Quando tutto ti sorprende e le cose ti sembrano più grandi di quello che riesci a percepire con gli occhi, con le orecchie, con la mente.
Gondry ci porta sulle montagne russe, sospesi a metà tra il cielo e la terra e sulla groppa di una soffice nuvola (o di un cavallo di pezza) ci accompagna lungo le lande di un amore semplice. Un amore scevro da sovrastrutture, sicuramente folle e a tratti maniacale, ma dolce e tenero come quello di due fidanzatini alle materne.
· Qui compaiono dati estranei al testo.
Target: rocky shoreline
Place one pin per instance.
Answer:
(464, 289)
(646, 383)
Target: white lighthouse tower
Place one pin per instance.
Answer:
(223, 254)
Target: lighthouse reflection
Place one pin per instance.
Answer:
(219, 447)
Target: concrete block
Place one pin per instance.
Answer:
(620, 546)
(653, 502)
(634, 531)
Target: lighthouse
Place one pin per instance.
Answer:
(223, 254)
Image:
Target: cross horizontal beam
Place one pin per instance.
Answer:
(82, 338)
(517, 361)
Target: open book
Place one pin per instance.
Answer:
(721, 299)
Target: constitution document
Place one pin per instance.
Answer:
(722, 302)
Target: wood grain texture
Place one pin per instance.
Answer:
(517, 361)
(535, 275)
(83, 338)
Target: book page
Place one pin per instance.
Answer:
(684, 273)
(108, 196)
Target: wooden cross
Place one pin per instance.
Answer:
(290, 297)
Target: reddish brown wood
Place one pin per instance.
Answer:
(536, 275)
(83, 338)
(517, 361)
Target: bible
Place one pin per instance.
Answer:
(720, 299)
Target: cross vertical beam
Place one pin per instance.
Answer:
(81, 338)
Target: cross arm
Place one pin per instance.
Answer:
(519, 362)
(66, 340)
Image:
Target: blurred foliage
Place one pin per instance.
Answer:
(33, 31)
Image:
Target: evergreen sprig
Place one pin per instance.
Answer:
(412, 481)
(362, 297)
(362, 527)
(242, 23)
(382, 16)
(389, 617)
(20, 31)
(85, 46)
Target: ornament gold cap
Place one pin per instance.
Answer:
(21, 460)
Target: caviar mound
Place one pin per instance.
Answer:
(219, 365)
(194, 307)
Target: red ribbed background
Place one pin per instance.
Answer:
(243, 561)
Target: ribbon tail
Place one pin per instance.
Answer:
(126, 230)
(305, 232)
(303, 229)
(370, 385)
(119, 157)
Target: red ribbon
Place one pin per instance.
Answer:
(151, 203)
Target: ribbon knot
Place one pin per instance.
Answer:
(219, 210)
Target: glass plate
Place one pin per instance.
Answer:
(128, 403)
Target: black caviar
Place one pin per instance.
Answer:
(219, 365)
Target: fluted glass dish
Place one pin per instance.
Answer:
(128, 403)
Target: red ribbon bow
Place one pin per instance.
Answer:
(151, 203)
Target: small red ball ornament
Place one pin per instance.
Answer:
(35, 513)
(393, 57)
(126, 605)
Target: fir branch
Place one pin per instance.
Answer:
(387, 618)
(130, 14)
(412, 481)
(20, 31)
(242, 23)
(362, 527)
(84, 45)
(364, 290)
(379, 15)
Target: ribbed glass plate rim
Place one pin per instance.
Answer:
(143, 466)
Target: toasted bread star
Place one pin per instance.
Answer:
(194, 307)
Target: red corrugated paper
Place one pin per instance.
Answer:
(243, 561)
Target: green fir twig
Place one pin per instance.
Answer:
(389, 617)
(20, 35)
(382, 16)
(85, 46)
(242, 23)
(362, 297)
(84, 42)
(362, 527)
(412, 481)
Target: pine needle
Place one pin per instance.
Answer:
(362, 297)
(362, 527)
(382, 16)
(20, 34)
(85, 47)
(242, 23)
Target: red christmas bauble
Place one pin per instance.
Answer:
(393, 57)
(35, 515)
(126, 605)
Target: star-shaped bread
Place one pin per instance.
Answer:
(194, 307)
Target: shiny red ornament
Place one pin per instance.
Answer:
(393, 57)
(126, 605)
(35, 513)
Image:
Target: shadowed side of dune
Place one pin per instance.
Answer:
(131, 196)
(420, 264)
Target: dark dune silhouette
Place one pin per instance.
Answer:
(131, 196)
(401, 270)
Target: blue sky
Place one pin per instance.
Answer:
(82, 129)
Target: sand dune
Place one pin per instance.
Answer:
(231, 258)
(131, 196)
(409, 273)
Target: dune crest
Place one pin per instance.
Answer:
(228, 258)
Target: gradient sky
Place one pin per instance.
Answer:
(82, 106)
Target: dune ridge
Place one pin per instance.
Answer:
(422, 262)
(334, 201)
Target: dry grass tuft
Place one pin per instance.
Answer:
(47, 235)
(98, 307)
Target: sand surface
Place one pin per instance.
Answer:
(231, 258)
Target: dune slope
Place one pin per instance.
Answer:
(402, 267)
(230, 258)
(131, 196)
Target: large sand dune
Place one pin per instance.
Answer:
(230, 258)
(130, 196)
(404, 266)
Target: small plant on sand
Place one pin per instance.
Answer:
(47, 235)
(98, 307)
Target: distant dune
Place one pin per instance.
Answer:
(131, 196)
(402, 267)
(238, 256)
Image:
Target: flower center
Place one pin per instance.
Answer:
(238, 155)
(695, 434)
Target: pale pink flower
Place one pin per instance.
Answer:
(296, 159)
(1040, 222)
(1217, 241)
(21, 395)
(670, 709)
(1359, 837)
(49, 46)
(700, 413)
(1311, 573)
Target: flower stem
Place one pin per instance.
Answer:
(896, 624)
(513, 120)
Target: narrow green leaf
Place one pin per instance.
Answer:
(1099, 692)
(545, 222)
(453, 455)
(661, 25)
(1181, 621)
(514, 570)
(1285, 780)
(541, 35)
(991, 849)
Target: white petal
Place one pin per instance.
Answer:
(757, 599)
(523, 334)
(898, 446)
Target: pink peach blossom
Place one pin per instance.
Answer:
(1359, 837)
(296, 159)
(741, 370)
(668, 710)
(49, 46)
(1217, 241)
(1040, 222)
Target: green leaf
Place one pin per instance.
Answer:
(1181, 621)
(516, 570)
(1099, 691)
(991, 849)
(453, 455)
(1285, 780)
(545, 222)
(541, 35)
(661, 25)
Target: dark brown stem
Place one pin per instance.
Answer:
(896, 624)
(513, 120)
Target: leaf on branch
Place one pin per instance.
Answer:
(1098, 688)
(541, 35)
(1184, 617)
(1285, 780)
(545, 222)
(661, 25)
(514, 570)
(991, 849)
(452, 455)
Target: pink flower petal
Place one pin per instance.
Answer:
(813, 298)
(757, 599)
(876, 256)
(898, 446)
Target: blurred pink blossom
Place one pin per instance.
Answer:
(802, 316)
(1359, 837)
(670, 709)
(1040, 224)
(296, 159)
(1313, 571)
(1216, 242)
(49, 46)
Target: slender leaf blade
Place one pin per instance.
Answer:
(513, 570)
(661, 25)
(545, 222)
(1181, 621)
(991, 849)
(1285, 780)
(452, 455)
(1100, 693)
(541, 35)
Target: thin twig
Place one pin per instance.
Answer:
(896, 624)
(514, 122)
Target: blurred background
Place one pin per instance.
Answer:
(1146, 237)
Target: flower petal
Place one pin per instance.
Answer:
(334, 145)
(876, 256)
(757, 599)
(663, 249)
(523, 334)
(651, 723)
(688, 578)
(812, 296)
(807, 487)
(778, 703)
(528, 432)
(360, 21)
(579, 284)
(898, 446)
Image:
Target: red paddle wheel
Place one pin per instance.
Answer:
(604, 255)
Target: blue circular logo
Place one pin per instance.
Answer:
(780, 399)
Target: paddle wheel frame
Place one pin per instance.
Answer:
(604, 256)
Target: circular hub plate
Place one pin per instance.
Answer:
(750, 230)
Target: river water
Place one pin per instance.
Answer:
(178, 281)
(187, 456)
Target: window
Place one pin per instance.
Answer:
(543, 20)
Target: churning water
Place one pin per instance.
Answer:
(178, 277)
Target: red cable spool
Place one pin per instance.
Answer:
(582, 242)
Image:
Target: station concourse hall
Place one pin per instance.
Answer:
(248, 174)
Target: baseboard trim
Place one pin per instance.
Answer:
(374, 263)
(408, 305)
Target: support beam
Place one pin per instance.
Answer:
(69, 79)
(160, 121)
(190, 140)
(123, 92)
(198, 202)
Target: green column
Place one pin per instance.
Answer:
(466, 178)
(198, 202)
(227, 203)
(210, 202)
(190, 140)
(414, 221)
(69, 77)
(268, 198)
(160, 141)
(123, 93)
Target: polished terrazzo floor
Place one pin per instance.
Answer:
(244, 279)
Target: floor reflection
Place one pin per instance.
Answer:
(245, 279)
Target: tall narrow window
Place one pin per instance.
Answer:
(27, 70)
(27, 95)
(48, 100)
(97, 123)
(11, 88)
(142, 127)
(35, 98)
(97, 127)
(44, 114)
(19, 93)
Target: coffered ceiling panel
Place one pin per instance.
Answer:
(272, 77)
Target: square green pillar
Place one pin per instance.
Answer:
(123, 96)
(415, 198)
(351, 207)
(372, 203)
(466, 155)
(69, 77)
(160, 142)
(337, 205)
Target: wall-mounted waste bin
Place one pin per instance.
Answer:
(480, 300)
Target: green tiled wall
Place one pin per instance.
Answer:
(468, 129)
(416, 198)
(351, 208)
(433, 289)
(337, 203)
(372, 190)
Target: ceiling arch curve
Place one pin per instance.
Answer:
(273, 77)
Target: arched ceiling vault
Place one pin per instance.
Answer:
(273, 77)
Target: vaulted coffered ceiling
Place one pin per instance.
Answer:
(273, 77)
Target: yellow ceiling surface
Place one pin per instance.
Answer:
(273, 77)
Stephane (Gael Garcia Bernal – nella foto a sinistra insieme al regista) e Stephanie (Charlotte Gainsbourg): clip, clap la coppia è qua.
Lui torna a Parigi dopo la morte del padre, lei fitta l’appartamento accanto.
Senza neanche guardarsi negli occhi, Stephane è già travolto dal mondo di Stephanie.
È già amore. È già musica. È già cinema, delirio, sogno…
Stephanie è il sogno di Stephane anche quando lui ancora non lo sa: quando le lascia un bigliettino sotto la porta, nudo. Per poi andarlo a riprendere agghindato con una tragica vestaglia a fiori.
Quando il sogno sostituisce la realtà in uno studios di cartone; durante i suoi “one man show”; quando litigano, quando soffrono, quando giocano.
Stephane e Stephanie come tutti gli innamorati giocano col tempo: “tic” un secondo indietro nel passato, “tac” un secondo avanti nel futuro e al centro, nel presente, sempre e solo loro.
È la magia del sogno che rende tutto possibile e che quotidianamente si scontra con la dura realtà.
Quella con cui dovrà scontrarsi anche Gondry: l’Arte del sogno è un film fantastico, è un trip, per qualcuno già una droga, ma finito l’effetto cosa lascia?
C’è qualcosa che manca al film. E non è poesia, genialità, bravura degli attori o… semplicemente, incapacità dello sceneggiatore (Gondry stesso). “L’arte del sogno” è un’opera incompiuta.
Come quei sogni interrotti da un brusco risveglio, da un frastuono o da un dolce bacio.
È un’opera in nuce, in stato embrionale, una eterna scoperta, un ritorno al passato. A quella meraviglia semplice che solo i pionieri del cinema sapevano creare.
Gondry conosce bene l’arte del sogno, come la conosceva il grande Meliès.
Inutile dire che è a quest’ultimo che dobbiamo l’invenzione della magia del cinèma.
Troppo facile pensare che Gondry ne sia un degno erede.
Una curiosità: presentato al Sundance Festival e fuori concorso al Festival di Berlino (2006), la storia di Stephane e Stephanie è ambientata in un palazzo di Parigi dove il regista ha realmente abitato e dove tutt’ora risiedono ex- moglie e figlio.